WFP Ethiopia Drought Emergency Situation Report #11, March 2018

Attachments

Highlights

  • According to the Humanitarian Disaster Resilience Plan (HDRP), 7.88 million people in Ethiopia will require food assistance in 2018. The Somali Region remains the epicenter of the drought, with an estimated 1.8 million people in need of lifesaving food assistance.

  • There are an estimated 1.7 million IDPs in Ethiopia (IOM DTM 9, March 2018), of which, an estimated 461,000 conflict induced IDPs are in the Somali Region.

Situation Update

  • It is estimated that 7.88 million people in Ethiopia will require food assistance in 2018. The Somali Region remains the epicentre of the drought, with an estimated 1.8 million people in need of lifesaving food assistance.

  • WFP is providing emergency relief assistance to the Somali Region while the Government of Ethiopia and the Joint Emergency Operation Program (JEOP), an NGO consortium provide relief assistance to the rest of the country.

  • An estimated 49 percent of the 1.7 million IDPs in the country are in the Somali Region, as indicated by the latest IOM Displacement Tracking Matrix (DTM) data, common humanitarian reporting from the region, and Government of Ethiopia.

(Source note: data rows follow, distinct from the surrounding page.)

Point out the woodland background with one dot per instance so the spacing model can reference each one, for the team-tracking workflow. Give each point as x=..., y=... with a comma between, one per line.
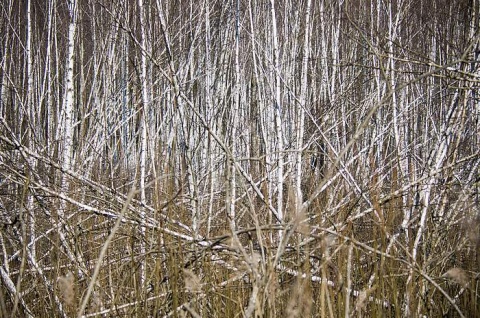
x=239, y=158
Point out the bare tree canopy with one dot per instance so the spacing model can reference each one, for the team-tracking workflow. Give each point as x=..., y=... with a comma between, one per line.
x=240, y=158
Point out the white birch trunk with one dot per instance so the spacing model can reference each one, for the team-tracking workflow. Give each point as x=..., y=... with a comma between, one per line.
x=143, y=136
x=277, y=110
x=301, y=109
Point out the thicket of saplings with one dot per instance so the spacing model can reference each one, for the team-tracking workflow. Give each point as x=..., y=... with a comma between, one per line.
x=338, y=259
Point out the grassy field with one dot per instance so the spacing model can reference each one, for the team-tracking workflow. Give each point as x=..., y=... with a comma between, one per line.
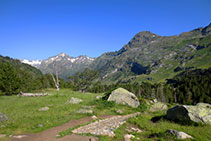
x=25, y=117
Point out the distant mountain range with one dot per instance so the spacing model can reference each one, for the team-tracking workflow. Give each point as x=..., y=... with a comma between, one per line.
x=63, y=63
x=146, y=57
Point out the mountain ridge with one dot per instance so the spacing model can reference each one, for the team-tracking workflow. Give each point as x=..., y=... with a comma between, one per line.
x=145, y=54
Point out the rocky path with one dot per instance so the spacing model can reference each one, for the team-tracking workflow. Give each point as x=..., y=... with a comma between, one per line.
x=102, y=127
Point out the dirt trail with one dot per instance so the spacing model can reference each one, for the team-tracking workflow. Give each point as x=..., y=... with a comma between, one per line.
x=50, y=134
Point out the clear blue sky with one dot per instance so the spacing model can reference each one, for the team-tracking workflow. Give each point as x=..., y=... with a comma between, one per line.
x=37, y=29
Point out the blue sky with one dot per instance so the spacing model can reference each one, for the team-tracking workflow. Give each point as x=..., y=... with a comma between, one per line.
x=38, y=29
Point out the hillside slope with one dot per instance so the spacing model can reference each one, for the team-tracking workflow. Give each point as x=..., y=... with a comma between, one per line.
x=150, y=57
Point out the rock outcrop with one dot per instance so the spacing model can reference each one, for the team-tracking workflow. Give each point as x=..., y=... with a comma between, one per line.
x=74, y=101
x=122, y=96
x=198, y=113
x=104, y=127
x=44, y=109
x=158, y=106
x=3, y=117
x=179, y=134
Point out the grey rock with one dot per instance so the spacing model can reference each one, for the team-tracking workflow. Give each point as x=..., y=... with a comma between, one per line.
x=2, y=135
x=198, y=113
x=122, y=96
x=19, y=136
x=127, y=137
x=98, y=97
x=40, y=125
x=3, y=117
x=94, y=117
x=179, y=134
x=119, y=111
x=104, y=127
x=158, y=106
x=85, y=111
x=74, y=100
x=44, y=109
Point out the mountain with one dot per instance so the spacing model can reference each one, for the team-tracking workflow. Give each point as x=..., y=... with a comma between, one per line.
x=63, y=63
x=35, y=63
x=148, y=56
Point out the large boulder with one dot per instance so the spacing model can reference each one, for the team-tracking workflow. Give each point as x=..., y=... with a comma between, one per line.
x=122, y=96
x=179, y=134
x=158, y=106
x=74, y=100
x=198, y=113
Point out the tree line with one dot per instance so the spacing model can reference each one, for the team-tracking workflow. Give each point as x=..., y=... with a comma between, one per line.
x=16, y=77
x=188, y=87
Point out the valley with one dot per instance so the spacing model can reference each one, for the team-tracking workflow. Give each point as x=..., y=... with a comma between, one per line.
x=129, y=94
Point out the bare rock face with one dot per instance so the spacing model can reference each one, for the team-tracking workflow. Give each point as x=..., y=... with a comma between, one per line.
x=197, y=113
x=122, y=96
x=179, y=134
x=3, y=117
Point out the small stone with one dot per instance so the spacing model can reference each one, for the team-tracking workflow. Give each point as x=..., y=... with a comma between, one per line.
x=94, y=117
x=98, y=97
x=137, y=130
x=40, y=125
x=119, y=112
x=19, y=136
x=2, y=135
x=3, y=117
x=127, y=137
x=92, y=139
x=179, y=134
x=44, y=109
x=123, y=96
x=85, y=111
x=74, y=100
x=3, y=126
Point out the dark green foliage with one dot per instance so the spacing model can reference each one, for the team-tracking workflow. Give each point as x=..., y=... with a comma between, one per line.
x=82, y=80
x=108, y=93
x=192, y=86
x=16, y=77
x=101, y=104
x=9, y=81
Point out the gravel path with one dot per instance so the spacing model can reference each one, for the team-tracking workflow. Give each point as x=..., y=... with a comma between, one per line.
x=104, y=127
x=101, y=127
x=50, y=134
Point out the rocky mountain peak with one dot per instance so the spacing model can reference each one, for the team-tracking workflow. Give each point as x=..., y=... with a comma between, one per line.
x=62, y=54
x=143, y=37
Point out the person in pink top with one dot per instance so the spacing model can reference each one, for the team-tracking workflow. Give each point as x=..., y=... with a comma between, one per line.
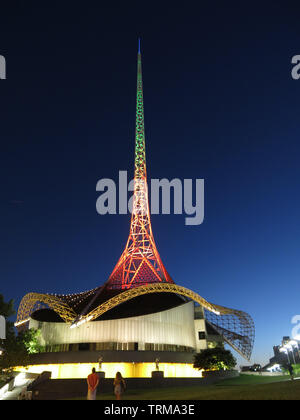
x=93, y=382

The displacement has been driven by factors ranging from conflict, environmental degradation, natural and manmade disasters, changing livelihoods strategies in an evolving political economy, poverty, and progressive depletion of coping mechanisms available to the displaced and host communities.

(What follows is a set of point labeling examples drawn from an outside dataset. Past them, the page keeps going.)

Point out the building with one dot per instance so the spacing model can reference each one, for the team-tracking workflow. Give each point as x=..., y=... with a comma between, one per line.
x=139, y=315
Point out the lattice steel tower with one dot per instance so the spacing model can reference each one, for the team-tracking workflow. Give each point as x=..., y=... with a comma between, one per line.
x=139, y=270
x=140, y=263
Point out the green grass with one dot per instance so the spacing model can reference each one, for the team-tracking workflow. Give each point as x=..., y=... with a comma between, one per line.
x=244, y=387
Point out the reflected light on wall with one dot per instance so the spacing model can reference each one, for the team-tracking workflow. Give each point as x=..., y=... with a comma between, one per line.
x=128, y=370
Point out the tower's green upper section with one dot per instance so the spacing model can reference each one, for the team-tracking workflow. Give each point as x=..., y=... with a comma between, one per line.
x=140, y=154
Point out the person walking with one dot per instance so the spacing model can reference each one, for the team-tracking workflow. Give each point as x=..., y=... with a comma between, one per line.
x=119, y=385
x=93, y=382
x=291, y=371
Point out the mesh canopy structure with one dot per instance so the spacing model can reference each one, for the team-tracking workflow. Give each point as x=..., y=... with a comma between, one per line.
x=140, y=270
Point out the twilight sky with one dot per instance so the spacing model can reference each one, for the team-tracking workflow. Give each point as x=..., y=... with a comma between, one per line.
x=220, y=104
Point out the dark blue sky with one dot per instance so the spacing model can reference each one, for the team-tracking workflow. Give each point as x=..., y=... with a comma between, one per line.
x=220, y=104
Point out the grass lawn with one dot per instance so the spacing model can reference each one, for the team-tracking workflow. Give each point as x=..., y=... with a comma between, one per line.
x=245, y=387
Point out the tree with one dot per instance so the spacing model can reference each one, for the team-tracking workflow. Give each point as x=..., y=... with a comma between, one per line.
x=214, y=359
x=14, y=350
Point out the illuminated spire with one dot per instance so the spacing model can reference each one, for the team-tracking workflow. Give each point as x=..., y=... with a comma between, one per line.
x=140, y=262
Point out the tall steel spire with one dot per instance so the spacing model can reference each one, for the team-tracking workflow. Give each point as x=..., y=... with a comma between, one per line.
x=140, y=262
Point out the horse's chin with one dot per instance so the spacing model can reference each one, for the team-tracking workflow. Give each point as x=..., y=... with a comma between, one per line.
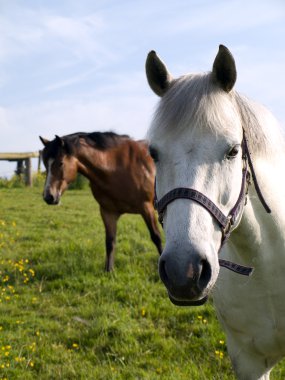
x=185, y=302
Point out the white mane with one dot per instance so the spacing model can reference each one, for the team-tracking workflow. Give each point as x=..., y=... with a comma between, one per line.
x=195, y=99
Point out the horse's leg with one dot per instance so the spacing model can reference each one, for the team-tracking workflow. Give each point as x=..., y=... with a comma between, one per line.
x=248, y=364
x=148, y=214
x=110, y=222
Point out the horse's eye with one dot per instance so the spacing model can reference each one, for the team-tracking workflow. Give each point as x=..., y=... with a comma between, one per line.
x=153, y=153
x=233, y=152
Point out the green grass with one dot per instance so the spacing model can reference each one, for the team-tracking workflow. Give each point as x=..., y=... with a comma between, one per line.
x=63, y=317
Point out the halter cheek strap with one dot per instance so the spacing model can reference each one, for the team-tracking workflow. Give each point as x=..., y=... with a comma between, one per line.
x=226, y=223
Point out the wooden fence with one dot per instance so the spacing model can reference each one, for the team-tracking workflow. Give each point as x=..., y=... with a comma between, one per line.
x=24, y=163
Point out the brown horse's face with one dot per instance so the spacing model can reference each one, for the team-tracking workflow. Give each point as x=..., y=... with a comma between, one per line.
x=61, y=169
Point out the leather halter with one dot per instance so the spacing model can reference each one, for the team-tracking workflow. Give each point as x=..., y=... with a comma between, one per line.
x=227, y=223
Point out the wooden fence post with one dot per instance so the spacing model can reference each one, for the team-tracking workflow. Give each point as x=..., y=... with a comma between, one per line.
x=28, y=170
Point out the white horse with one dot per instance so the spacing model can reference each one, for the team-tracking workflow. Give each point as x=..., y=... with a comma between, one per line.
x=207, y=138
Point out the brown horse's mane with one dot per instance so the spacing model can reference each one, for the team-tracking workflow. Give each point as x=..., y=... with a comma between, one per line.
x=99, y=140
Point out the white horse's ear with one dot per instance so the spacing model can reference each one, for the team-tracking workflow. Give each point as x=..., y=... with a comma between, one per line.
x=43, y=140
x=224, y=69
x=157, y=74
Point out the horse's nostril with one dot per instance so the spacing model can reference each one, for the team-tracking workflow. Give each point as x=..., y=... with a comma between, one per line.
x=162, y=271
x=205, y=274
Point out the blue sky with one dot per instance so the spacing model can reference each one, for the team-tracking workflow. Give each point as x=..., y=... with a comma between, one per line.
x=69, y=65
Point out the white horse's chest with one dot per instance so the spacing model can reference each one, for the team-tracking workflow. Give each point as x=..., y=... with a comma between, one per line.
x=252, y=310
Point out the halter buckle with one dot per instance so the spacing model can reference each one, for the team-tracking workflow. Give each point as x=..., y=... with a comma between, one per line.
x=227, y=229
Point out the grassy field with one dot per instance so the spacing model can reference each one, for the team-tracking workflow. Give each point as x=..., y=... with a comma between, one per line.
x=62, y=317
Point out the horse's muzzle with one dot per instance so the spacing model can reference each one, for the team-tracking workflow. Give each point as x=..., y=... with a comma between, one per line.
x=186, y=280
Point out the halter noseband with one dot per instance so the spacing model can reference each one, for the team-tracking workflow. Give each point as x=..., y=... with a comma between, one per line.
x=227, y=223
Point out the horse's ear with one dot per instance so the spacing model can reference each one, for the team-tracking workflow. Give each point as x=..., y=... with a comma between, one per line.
x=224, y=69
x=157, y=74
x=59, y=140
x=44, y=141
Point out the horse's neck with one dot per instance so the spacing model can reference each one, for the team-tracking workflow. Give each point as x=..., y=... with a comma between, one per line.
x=261, y=235
x=92, y=163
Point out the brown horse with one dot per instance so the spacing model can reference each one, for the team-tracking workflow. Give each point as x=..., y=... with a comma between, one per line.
x=121, y=175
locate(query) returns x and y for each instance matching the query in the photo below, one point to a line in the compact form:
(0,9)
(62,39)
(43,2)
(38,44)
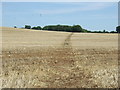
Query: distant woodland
(67,28)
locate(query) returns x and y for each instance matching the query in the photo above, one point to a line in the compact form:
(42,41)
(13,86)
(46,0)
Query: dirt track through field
(67,43)
(58,59)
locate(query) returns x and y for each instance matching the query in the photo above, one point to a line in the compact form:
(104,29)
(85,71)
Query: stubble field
(47,59)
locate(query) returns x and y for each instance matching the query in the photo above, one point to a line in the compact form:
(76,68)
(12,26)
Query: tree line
(67,28)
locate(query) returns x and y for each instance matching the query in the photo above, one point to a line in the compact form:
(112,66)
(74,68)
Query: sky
(89,15)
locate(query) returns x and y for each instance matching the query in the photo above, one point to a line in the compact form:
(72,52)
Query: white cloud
(82,7)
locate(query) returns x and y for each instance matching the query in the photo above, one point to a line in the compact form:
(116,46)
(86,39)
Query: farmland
(50,59)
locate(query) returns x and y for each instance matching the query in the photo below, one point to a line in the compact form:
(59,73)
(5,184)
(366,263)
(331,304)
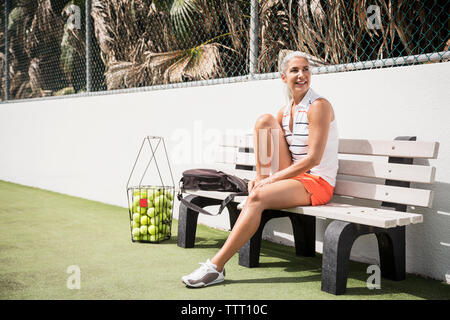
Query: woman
(304,163)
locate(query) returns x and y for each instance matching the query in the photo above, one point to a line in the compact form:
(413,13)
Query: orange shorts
(321,191)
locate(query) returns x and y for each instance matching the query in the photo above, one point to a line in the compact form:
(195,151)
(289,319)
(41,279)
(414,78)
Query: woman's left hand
(263,182)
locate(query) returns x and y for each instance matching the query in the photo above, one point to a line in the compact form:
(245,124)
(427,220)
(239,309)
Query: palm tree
(147,43)
(337,32)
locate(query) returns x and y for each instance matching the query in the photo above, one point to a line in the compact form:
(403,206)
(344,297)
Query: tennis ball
(135,225)
(136,232)
(143,230)
(151,212)
(153,229)
(144,220)
(151,195)
(165,229)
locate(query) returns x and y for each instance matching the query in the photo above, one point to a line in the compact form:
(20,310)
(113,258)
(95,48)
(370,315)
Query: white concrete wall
(86,146)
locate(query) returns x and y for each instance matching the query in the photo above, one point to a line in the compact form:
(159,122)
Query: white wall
(86,146)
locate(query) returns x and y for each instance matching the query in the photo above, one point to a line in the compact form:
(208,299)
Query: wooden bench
(384,184)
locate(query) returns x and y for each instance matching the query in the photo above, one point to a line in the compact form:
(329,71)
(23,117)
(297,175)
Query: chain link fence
(60,47)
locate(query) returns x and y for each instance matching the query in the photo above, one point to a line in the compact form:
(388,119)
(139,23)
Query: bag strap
(224,203)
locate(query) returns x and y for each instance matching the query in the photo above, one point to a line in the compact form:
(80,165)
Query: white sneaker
(204,276)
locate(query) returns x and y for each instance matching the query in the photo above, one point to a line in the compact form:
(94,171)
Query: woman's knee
(266,120)
(255,198)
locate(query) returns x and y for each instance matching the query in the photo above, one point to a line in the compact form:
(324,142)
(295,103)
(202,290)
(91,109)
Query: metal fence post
(254,17)
(6,70)
(88,46)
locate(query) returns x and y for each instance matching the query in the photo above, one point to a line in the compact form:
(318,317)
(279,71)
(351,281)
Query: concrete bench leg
(304,231)
(337,245)
(392,248)
(249,253)
(187,220)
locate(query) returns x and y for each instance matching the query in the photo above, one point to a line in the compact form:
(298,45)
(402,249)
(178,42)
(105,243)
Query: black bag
(211,180)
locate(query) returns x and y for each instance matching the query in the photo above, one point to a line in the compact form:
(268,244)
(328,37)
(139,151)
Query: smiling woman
(300,170)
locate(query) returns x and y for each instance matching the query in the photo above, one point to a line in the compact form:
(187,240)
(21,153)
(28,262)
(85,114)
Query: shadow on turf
(357,271)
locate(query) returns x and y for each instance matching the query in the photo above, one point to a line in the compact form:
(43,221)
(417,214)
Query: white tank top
(298,139)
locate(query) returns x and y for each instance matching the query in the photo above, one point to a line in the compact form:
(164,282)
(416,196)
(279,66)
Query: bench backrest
(358,175)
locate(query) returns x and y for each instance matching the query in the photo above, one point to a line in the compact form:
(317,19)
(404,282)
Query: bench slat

  • According to FEWS.NET, below-average spring (Gu) rains, combined with extremely low household livestock holdings, suggest the ongoing food security situation in south-eastern Ethiopia will continue through most of 2018. Sustained, largescale assistance is needed to mitigate the risk of increases in acute malnutrition and a further deterioration of outcomes, particularly in the Somali Region.